A windfall gain is an unusually high or abundant income, that is sudden and/or unexpected.

Types
Examples of windfall gains include, but are not limited to:
Gains from demutualization — this example can lead to especially large windfall gains. A study in 1999 into the potential demutualization of the John Lewis Partnership predicted that partners would receive upwards of £100,000 in windfall gains if the company were to be floated on the stock market.
Unexpected inheritance or other large gift from another
Sweepstakes winnings 
Winning a lottery or success in another form of gambling
Returns on investments
Proceeds or profit from a large sale
Game show, or other contest winnings
Employment payroll bonus
Natural resources
Foreign aid
Proceeds from an insurance claim
Settlement from a lawsuit
Discoveries from treasure hunting

Uses
What people do with windfall gains is subject to much debate. While they differ from one account to the next, most economists hypothesize that the majority of the gains are saved, due to the Permanent Income Hypothesis.

Windfall profits
Windfall profits are a type of windfall gain. They can occur due to unforeseen circumstances in a product's market, such as unexpected demand or government regulation. 

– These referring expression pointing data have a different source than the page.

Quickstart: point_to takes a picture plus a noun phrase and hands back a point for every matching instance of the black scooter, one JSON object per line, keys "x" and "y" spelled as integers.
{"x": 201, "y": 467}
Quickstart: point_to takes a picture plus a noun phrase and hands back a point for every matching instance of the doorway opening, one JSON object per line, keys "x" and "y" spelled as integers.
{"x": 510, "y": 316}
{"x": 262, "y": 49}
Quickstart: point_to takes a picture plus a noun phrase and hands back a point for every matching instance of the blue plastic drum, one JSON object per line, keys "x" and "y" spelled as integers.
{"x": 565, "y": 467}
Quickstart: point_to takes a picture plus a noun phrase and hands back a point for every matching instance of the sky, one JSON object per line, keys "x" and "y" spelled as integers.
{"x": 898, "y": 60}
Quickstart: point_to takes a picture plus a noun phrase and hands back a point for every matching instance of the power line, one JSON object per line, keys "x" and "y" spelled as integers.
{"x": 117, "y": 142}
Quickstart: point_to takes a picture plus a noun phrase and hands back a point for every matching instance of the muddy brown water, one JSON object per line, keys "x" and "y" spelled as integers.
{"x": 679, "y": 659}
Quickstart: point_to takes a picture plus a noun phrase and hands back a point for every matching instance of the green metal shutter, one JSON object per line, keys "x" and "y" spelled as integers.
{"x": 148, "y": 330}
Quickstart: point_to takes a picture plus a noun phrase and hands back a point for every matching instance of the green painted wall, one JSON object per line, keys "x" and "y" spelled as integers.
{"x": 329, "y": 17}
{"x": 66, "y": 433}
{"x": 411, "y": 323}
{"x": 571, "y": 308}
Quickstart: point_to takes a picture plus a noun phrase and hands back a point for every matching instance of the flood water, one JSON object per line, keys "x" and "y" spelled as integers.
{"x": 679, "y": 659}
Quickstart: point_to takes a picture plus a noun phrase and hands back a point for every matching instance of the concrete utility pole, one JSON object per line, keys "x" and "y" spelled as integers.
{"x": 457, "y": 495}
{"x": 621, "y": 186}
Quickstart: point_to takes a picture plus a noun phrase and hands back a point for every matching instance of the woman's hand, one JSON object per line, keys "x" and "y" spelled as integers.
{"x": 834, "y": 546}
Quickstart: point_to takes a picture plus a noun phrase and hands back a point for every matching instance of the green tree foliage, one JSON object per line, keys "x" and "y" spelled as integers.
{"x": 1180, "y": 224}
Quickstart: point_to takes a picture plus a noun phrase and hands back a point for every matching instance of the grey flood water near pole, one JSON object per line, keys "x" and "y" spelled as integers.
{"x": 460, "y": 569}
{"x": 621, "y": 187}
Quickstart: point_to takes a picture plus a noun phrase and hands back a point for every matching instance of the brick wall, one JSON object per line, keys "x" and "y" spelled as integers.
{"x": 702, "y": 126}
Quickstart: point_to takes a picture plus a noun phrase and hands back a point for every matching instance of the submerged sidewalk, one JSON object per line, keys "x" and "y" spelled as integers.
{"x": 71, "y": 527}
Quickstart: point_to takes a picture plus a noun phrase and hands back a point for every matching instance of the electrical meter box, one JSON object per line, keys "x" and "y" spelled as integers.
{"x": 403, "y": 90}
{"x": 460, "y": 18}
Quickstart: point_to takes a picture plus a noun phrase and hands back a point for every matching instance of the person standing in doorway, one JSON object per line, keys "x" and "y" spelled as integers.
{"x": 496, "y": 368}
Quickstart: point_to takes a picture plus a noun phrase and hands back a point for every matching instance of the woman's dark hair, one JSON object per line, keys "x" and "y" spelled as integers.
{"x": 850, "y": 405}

Since the profits were unforeseen, some legislators believe that taxing them at a higher rate, or confiscating them outright, should not hurt the company. This type of taxation is known as a windfall profits tax.

Regardless of taxation, some businesses view windfall gains as a liability, as it creates difficulties when it comes to managing cash flow and investor expectations. It may also indicate a problem with the company's strategy and the ability of executives to forecast the market. That said, windfalls also present a substantial opportunity for reinvestment and helps buffer the company's bottom line.